The discount comes as the costs of the scans must be borne out-of-pocket by consumers. Medicare and private payers don't pay for the screening tests, at least not yet. The bean-counters at the Centers for Medicare and Medicaid Services, it seems, are waiting for a federally-funded cost-benefit analysis to wrap up before they make up their mind, according to the Washington Post.

Lung cancer is the leading cause of cancer-related deaths in the United States, killing 157,000 Americans a year, according to the National Cancer Institute. Usually, by the time symptoms appear (such as shortness of breath), it's often too late.

It's also the second-most common cancer, with more than 222,000 new cases diagnosed every year. Treatment costs are estimated at $10 billion annually.

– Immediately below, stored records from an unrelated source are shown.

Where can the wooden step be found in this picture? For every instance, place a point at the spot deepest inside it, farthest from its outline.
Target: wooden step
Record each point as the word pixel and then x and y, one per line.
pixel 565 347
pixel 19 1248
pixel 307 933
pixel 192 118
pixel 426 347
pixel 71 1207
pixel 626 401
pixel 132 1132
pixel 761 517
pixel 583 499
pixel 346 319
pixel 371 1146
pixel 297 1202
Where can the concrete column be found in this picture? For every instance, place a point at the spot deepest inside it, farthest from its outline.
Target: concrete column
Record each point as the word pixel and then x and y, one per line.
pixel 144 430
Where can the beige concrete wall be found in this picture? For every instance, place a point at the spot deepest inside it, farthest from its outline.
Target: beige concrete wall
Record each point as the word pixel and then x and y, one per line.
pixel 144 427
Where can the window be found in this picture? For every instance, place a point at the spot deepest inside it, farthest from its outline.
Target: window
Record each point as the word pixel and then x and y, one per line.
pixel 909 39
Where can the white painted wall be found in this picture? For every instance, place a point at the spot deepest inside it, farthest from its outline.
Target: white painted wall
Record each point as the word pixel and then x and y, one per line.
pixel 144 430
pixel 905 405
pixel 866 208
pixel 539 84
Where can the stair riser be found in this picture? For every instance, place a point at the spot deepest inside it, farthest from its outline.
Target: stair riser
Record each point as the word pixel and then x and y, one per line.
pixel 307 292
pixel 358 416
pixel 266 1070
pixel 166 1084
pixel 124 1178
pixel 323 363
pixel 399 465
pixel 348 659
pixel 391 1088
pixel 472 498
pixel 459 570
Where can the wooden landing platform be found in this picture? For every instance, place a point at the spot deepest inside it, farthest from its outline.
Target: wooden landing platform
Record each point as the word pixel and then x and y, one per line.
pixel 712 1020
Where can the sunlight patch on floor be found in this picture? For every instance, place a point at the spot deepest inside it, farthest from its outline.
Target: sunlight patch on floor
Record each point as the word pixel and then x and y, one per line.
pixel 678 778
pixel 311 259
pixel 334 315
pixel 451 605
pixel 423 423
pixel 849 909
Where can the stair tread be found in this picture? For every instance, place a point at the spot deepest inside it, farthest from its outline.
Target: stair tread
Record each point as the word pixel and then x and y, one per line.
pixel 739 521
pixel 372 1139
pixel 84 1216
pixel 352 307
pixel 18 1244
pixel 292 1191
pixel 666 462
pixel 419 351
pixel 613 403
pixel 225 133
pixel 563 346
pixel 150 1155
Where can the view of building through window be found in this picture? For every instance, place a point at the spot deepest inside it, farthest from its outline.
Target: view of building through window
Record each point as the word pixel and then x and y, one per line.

That's partly why the National Lung Screening Trial, which concluded early last year because of promising results, was so widely embraced: it suggests a way to change those grim statistics.

In the decade-long study, which involved more than 53,000 patients, the researchers compared current and former smokers who underwent three yearly screenings, either with low-dose helical CT scans, or standard chest X-rays. By the end of October 2010, when the study wrapped up, there were 354 deaths from lung cancer in the CT group, but 442 deaths in the X-ray group, a 20.3 percent reduction.